Une collectivité locale peut-elle installer une crèche de Noël dans ses locaux ? Le Conseil d'État s'est réunit vendredi pour examiner la question, qui doit être définitivement tranchée dans les semaines à venir. La plus haute juridiction administrative se penche en effet sur deux affaires portées par la Fédération nationale des libres penseurs (FNLP). Selon cette association, les crèches sont des édifices à caractère religieux, et elles n'ont pas leur place dans un bâtiment public. Mais le rapporteur public du Conseil d'Etat, Aurélie Bretonneau, a émis vendredi un avis contraire. Comment en est-on arrivé là ? Décryptage.

La loi entretient le flou. "Il est interdit d'élever ou d'apposer aucun signe ou emblème religieux sur les monuments publics ou en quelque emplacement public que ce soit, à l'exception des édifices servant au culte, des terrains de sépulture dans les cimetières, des monuments funéraires, ainsi que des musées ou expositions". L'article 28 de la loi du 9 décembre 1905, dite loi de séparation des Eglises et de l'Etat, semble claire : la religion n'a pas sa place dans un bâtiment public. Mais le flou réside dans la nature même d'une crèche.

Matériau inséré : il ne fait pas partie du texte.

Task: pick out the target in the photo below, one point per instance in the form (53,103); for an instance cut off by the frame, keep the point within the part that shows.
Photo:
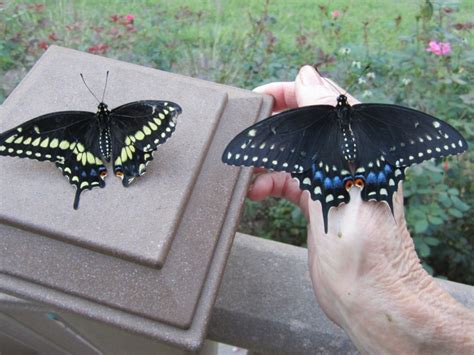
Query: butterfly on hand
(330,149)
(80,143)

Est-ce un édifice cultuel ou culturel ?

"La loi de 1905 laisse une large marge d'appréciation dans la qualification ou non d'emblème religieux de ces représentations figuratives. […] Une crèche peut être présentée dans un cadre culturel pour une courte durée", explique l'Observatoire de la laïcité, dans un guide sur la question. La loi de 1905 laisse en effet la possibilité de mettre des édifices religieux dans des bâtiments publics dans le cadre "d'expositions" ponctuelles. Toute la question est donc de savoir si une crèche de Noël rentre dans ce cadre-là.

Des décisions de justice contraire. Le Conseil d'Etat examine deux décisions de justice sur le sujet ayant abouties à des conclusions contradictoires. L'une concerne la mairie de Melun, en Seine-et-Marne, l'autre le conseil général de Vendée. Dans les deux cas, l'installation de crèches est contestée par  la "Fédération des libres penseurs de Seine-et-Marne" et la "Fédération de la libre pensée de Vendée". La Cour d'appel de Nantes a validé l'installation d'une crèche au conseil général de Vendée. Celle de Paris a, au contraire, donné raison à l'association qui refusait l'installation d'une crèche à la mairie de Melun.

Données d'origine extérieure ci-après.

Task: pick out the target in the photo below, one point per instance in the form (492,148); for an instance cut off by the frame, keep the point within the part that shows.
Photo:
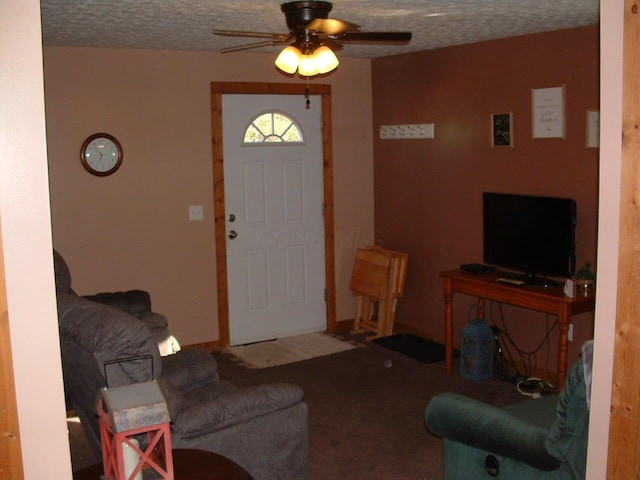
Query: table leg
(448,329)
(564,318)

" Une dimension pacificatrice de la laïcité "

Pour Me Alexandre Varaut, qui avait plaidé pour le département de Vendée, la crèche est "un symbole culturel, pas cultuel", "les gens ne prient pas" devant elle, "il n'y a pas d'installation par un prêtre". L'avocat fait d'ailleurs valoir que le conseil général ne met pas en place d'installation particulière pour Pâques "qui est pourtant la fête la plus importante pour les chrétiens". "Noël est pour tout le monde. C'est une fête de la famille, des enfants", explique Me Varaut à l'AFP.

"Ce n'est pas parce qu'une crèche a une valeur culturelle ou festive qu'elle n'a pas aussi une valeur cultuelle", ce qui interdit d'en installer "dans des lieux administratifs publics", réplique Me Régis Froger, qui défend la position des "libres penseurs". "Quiconque entre dans le hall d'une mairie par exemple doit avoir un sentiment de neutralité total", explique-t-il à l'AFP. "Il y a d'autres façons de représenter Noël : un sapin, des guirlandes etc." ajoute l'avocat.

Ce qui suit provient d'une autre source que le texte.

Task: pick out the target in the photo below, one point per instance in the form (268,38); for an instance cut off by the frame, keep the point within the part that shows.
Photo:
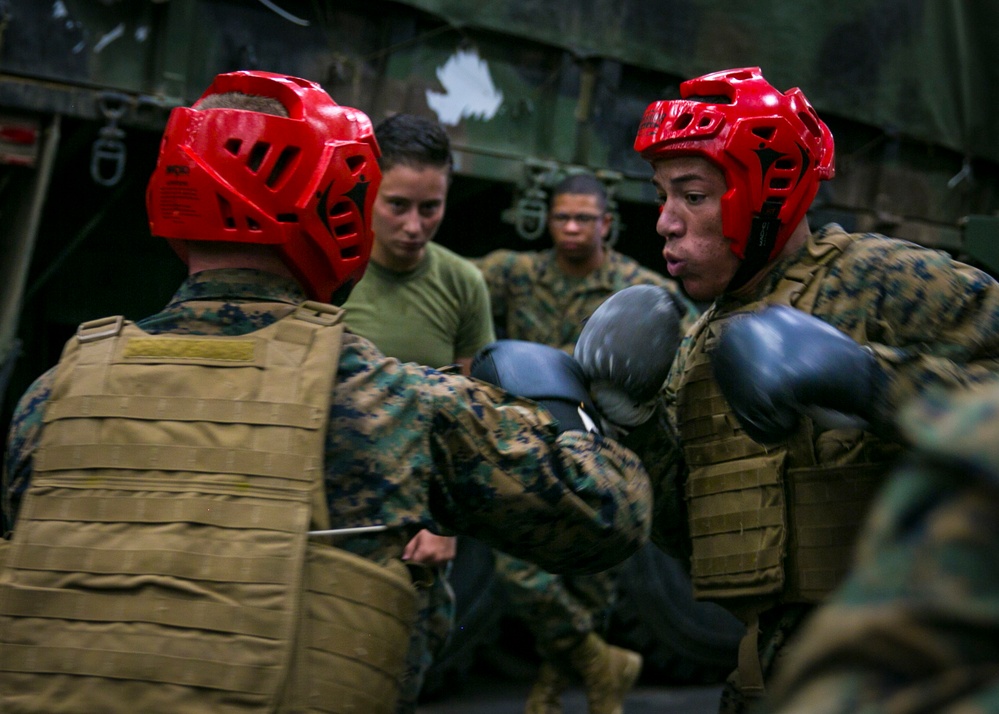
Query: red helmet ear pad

Le rapporteur public défend les crèches. Aurélie Bretonneau, le rapporteur public du Conseil d'Etat, semble donner raison aux 'pro-crèches". Celle-ci a recommandé vendredi d'autoriser, sous conditions, l'installation de crèches de Noël dans les bâtiments administratifs. Selon le rapporteur public, l'article 28 de la loi du 9 décembre 1905 et plus généralement le principe de neutralité "n'interdit pas d'installer des crèches sur le domaine public", sauf quand une "intention religieuse" préside à une telle manifestation.

Installer une crèche dans une mairie ne peut être autorisé qu'à trois conditions : cette exposition doit être "temporaire", elle ne doit s'accompagner d'aucune manifestation de "prosélytisme religieux" et elle doit revêtir le "caractère d'une manifestation culturelle ou au moins festive", a argumenté Aurélie Bretonneau. "Nous ne croyons pas que le contexte de crispations sur la laïcité vous impose d'instruire par principe le procès de la crèche", a conclu le rapporteur, insistant sur la "dimension pacificatrice de la laïcité". Les avis de ce magistrat sont souvent suivis, même si ce n'est pas systématique.